Unbedarfte Brunnenbauer, die auf ihrem Grundstück einen Brunnen zur Bewässerung anlegen, wissen meist nichts von den bestehenden Gefahren, die damit einhergehen, so wie auch in diesem Fall in Ilbenstadt. Deshalb weisen Polizei und Wasserbehörden auch auf diesen Umstand hin und warnen vor der Gefahr, die von einem solchen Brunnen ausgehen kann. Man denke nur, dass im Brunnen ein Schlauch gesäubert oder eine Wasserpumpe ausgewechselt werden muss. Auch durch Gärungsprozesse entstandene Gase, beispielsweise von hineingefallenem Obst, können enorme gesundheitliche Schäden bei Personen, die in den Brunnenschacht einsteigen, anrichten. Unabhängig von der bereits aus dem Wasserrecht bestehenden Verpflichtung, dass das Anlegen von Brunnen anzeigepflichtig ist (!), sollten sie auch aus dem Gefährdungsgesichtspunkt der Wasserbehörde (im Wetteraukreis der "Fachdienst Wasser- und Bodenschutz) gemeldet werden.

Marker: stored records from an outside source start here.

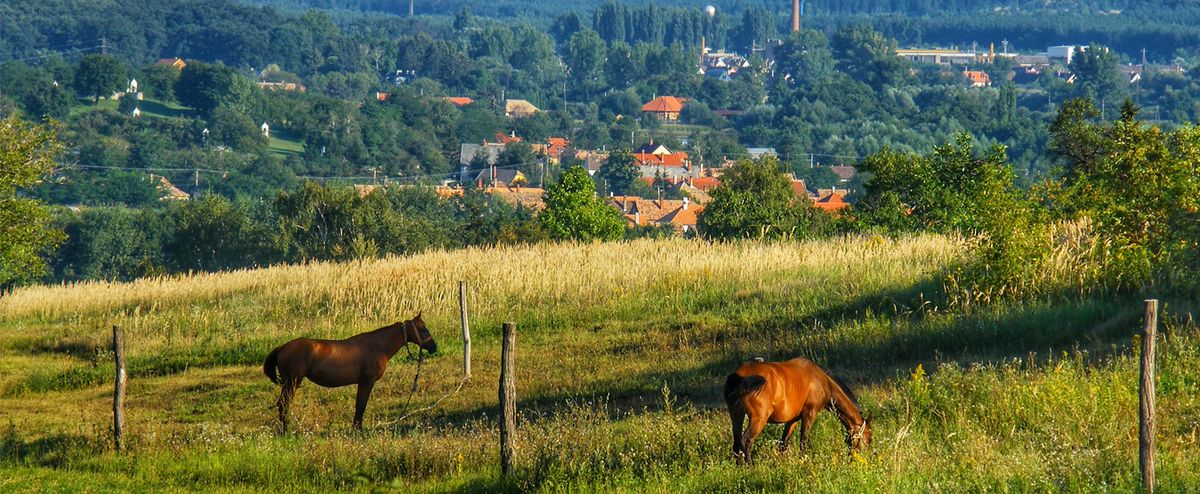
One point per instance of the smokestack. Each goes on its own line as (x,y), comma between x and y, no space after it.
(796,16)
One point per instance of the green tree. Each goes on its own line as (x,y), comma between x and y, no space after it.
(951,190)
(159,82)
(1138,190)
(27,152)
(805,58)
(213,234)
(755,200)
(585,55)
(205,86)
(100,76)
(619,173)
(869,56)
(48,100)
(1099,78)
(573,211)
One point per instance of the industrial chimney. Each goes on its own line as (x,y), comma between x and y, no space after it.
(796,16)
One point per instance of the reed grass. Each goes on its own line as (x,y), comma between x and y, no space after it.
(621,353)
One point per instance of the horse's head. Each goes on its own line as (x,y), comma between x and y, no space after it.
(859,437)
(417,332)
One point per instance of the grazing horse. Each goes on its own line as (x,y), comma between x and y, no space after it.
(789,392)
(360,360)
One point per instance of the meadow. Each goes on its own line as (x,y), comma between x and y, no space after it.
(622,350)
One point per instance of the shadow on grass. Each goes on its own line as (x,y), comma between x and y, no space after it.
(869,339)
(52,451)
(144,366)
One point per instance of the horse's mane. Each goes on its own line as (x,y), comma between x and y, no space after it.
(844,389)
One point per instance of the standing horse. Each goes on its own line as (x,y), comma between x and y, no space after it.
(360,360)
(789,392)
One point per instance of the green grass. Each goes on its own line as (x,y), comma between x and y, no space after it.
(150,108)
(285,143)
(621,353)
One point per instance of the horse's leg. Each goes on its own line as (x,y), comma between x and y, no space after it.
(360,403)
(787,434)
(807,419)
(285,402)
(756,425)
(738,419)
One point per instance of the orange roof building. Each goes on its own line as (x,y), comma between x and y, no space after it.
(643,212)
(977,78)
(174,62)
(832,202)
(665,107)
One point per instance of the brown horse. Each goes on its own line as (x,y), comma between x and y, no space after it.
(789,392)
(360,360)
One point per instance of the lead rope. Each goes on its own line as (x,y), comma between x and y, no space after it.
(420,360)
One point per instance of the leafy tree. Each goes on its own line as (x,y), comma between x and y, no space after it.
(755,200)
(869,56)
(237,131)
(48,101)
(619,173)
(100,76)
(205,86)
(1098,74)
(1139,191)
(159,82)
(115,244)
(951,190)
(27,152)
(583,55)
(213,234)
(805,58)
(573,211)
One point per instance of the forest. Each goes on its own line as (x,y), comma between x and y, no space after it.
(373,102)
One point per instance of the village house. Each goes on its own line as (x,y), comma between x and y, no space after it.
(492,176)
(553,149)
(681,215)
(657,160)
(526,197)
(174,62)
(666,108)
(282,86)
(167,191)
(977,78)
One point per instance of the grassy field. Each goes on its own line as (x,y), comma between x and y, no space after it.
(285,143)
(149,108)
(622,349)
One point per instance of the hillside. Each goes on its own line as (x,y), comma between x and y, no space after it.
(621,353)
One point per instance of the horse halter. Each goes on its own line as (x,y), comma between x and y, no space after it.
(858,433)
(419,342)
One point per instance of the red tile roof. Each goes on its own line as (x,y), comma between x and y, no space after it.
(832,202)
(706,182)
(665,104)
(672,160)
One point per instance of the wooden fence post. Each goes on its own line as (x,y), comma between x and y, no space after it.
(466,330)
(119,389)
(508,397)
(1146,392)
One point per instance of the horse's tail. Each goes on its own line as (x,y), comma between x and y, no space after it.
(269,366)
(737,386)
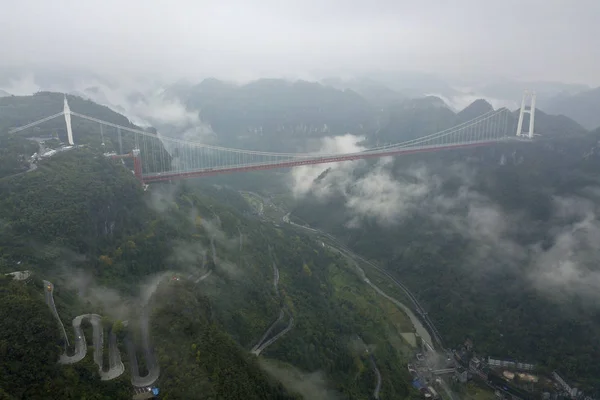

Willi Schwarz Pressesprecher PP Mittelhessen


Anmerkung zur Wirkung von Kohlendioxid auf die Atmung

Leider herrscht vielfach – auch in Feuerwehrkreisen – die Meinung vor, Kohlendioxid verdränge den Luftsauerstoff und führe damit zum Tod durch Ersticken. Diese Annahme ist jedoch falsch.

Richtig ist, dass der Kohlendioxidanteil im Blut die Atmung steuert. Eine geringfügige Erhöhung der Kohlendioxidkonzentration auf ca. 1,5 Vol.-% in der Umgebungsluft hat eine Steigerung der Atemfrequenz zur Folge. Der Körper versucht, durch Erhöhung des Atemminutenvolumens vermehrt Sauerstoff aufzunehmen, was jedoch zu weiterer Aufnahme von Kohlendioxid führt. Konzentrationen >5 Vol.-% führen zu einer Lähmung des Atemzentrums (Atemgift mit Wirkung auf Blut, Nerven und Zellen), was unmittelbar zum Atemstillstand führt. Die lähmende Einwirkung auf das Atemzentrum ist daher bei Kohlendioxidvergiftungen hauptursächlich für den Atemstillstand mit Todesfolge; der Effekt der Sauerstoffverdrängung ist zweitrangig.

In der obigen Berichterstattung geht der steuernde Einfluss des Kohlendioxids auf die Atmung leider völlig unter; durch die Messwerte (Sauerstoffgehalt <10 Vol.-%) wird der falsche Eindruck der „erstickenden Wirkung“ zusätzlich betont. Kohlendioxid ist und bleibt jedoch ein Atemgift der Gruppe Wirkung auf Blut, Nerven und Zellen, da die physiologische Hauptwirkung für die Gruppenzuordnung maßgeblich ist, und dies ist eindeutig der unmittelbare Einfluss auf die Atemregulation. Als „erstickend“ kann und darf Kohlendioxid daher nur hinsichtlich seiner Eigenschaften als Löschmittel bezeichnet werden.

Des Weiteren sollte auch klar zwischen Kohlendioxid (Gas) und Kohlensäure (Flüssigkeit) unterschieden werden, da im alltäglichen Sprachgebrauch (und der Pressemitteilung der Polizei) beide Begriffe meist synonym verwendet werden.